Grandparents 529 reporting only comes into play when funds are distributed and count as student income. There is I believe a $6200 safe harbor.

If possible it is best to use Grandparent 529 funds senior year or to repay loans. Gifting to the parent might also be an option because the hit to FA is rather small when the money is a parent asset.

We reported ours on the CSS. 529s can’t be used to repay loans - at least that’s what our research showed. It’s not considered a direct educational expense. And - since the money was again used directly for tuition, room board, books etc., it didn’t impact our students bottom line. However, we’ll see if it impacts our DD with next year’s CSS/FAFSA, since she had a job etc. Definitely believe in reporting everything as correctly as possible!
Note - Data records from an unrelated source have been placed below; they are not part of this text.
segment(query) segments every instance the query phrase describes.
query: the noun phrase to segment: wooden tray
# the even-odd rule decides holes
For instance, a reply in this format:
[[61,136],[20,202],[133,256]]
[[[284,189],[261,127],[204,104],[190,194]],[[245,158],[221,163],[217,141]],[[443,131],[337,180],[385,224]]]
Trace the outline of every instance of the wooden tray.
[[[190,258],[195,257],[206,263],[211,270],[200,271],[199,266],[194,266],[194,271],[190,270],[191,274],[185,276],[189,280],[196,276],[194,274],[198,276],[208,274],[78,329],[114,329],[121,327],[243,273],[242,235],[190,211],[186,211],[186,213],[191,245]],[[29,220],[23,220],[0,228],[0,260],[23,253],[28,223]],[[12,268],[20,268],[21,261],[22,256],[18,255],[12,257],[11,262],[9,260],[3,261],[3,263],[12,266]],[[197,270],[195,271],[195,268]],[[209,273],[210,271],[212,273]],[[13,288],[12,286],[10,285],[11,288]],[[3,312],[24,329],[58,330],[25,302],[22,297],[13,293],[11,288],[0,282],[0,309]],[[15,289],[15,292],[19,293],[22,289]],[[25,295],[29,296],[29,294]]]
Gifts to an individual in excess of $14,000/year must be reported to the IRS by the donor, but reporting doesn’t necessarily trigger gift tax liability. We have a unified federal gift and estate tax; if a decedent’s taxable estate combined with all lifetime reportable gifts made by that person exceed a combined total of $5.43 million, then a federal gift and estate tax will be owed out of the estate. Since most estates are not that large, most people never need to pay a gift tax, even if they made one or more reportable gifts in their lifetime.

Our daughters didn’t qualify for need-based FA, so grandparental gifts had no FA consequences for us. Grandma could either make gifts to us as parents (up to $14K to DW and another $14K to me annually, though the limits were slightly lower in earlier years), or a gift of up to $14K to each daughter per year, or both, without even needing to report those gifts to the IRS. That’s a total of up to $56K per year ($14K to each of 2 parents and 2 daughters) without gift tax consequences, though we never needed or received anywhere near that much. Then, when D1 finished college with loans in excess of $14K, Grandma decided to be especially generous and pay off the entire loan balance. That gift had to be reported to the IRS because it exceeded $14K, but it will have no tax consequences because when she dies her taxable estate will be nowhere near $5.43 million, and the reportable gift to D1 was the only reportable gift she ever made in her lifetime.